であれば、そもそもSNS自体が危険なものであると考えることもできます。

しかもそれが、中国企業の手にあると言われれば、なおさら危険であると考えるでしょう。
現在はロシア以上に存在感のある、共産主義国家の中国ですから。
スマホに中国のアプリをいれて個人情報を入力すればたちまち中国にその情報が抜かれる危険があります。
例えばクレジットカードの支払い情報などは入力する危険のある内容だと思います。

しかし、TikTokだけが危険だったのか、と考えると
TikTokに限らずあらゆるSNSに情報漏洩の危険性があります。

やっぱりお金を基準に考える方がスッキリとした理解が可能です。

アメリカ製SNSの保護が目的

結局は自国産業の保護が目的なのです。
自動車や農産品には関税をかけて、自国製品を守ることが可能ですが、
残念ながらインターネット関連事業ではそのようなことができません。

FacebookやTwitter等のアメリカ製ではないSNSがアメリカに進出すると、それだけ海外に利益を吸いとられることになります。

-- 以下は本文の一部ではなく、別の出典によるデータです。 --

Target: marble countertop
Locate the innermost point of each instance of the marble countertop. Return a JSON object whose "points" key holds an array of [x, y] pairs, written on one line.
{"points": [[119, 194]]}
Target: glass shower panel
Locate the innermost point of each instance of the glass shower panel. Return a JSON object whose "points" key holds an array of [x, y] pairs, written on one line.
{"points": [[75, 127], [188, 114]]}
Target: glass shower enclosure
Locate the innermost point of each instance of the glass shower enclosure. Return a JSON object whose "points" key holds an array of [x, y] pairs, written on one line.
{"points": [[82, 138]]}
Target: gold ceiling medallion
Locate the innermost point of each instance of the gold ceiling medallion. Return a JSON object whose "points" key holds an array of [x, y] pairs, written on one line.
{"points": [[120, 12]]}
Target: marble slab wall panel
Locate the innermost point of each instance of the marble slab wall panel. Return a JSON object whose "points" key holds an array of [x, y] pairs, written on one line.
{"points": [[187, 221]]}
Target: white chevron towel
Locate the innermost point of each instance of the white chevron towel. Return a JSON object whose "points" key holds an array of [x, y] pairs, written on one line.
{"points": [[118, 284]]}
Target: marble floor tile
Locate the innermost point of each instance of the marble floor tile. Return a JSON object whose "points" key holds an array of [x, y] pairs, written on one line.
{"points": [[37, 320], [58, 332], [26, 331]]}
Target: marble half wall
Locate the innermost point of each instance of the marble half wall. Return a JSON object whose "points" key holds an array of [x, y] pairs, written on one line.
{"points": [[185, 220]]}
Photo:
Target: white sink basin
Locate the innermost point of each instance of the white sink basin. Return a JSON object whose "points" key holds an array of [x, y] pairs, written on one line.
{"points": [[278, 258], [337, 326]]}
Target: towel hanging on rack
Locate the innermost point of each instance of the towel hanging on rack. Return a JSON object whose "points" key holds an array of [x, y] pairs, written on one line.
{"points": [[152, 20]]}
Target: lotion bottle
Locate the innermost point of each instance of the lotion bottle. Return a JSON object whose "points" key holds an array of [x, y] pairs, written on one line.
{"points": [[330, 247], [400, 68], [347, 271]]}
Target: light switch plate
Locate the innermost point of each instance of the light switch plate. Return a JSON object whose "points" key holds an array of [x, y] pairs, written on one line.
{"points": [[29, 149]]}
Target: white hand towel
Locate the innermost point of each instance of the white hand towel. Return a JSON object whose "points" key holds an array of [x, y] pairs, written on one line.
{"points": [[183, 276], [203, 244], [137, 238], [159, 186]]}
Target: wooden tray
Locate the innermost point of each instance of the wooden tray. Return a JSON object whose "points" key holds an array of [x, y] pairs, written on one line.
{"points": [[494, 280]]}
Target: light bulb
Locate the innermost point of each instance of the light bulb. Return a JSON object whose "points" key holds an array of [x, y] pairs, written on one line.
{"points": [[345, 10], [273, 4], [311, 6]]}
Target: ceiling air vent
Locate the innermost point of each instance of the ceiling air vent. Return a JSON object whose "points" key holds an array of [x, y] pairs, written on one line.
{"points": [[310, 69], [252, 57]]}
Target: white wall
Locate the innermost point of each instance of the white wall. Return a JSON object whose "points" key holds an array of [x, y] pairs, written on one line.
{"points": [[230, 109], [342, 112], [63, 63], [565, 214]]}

現在、GAFAMは世界中を支配できるほどの影響力をもち、アメリカに多額の利益をもたらしています。
政治献金の額もすごいものです。

実は2014年の中間選挙での政治献金の額が最も高かったのは、ゴールドマン・サックスを抑えてGoogleでした。
アメリカにとってインターネット関連の事業は絶対に譲れない利権なのです。

当然アメリカにとってSNSの王者はアメリカの企業でなければなりません。
自国を代表する産業であるSNSのシェアを外国企業、それも憎き共産主義国家の企業にとられるなど、面白いはずがありません。
多額の政治献金のためには精一杯守ってあげる必要があります。

そのために考えられたものが、
国家安全保障を理由としたTikTokへの制裁処置です。

国民の安全を守りながら、アメリカの産業を守ることができる実に素晴らしい戦略だったはずです。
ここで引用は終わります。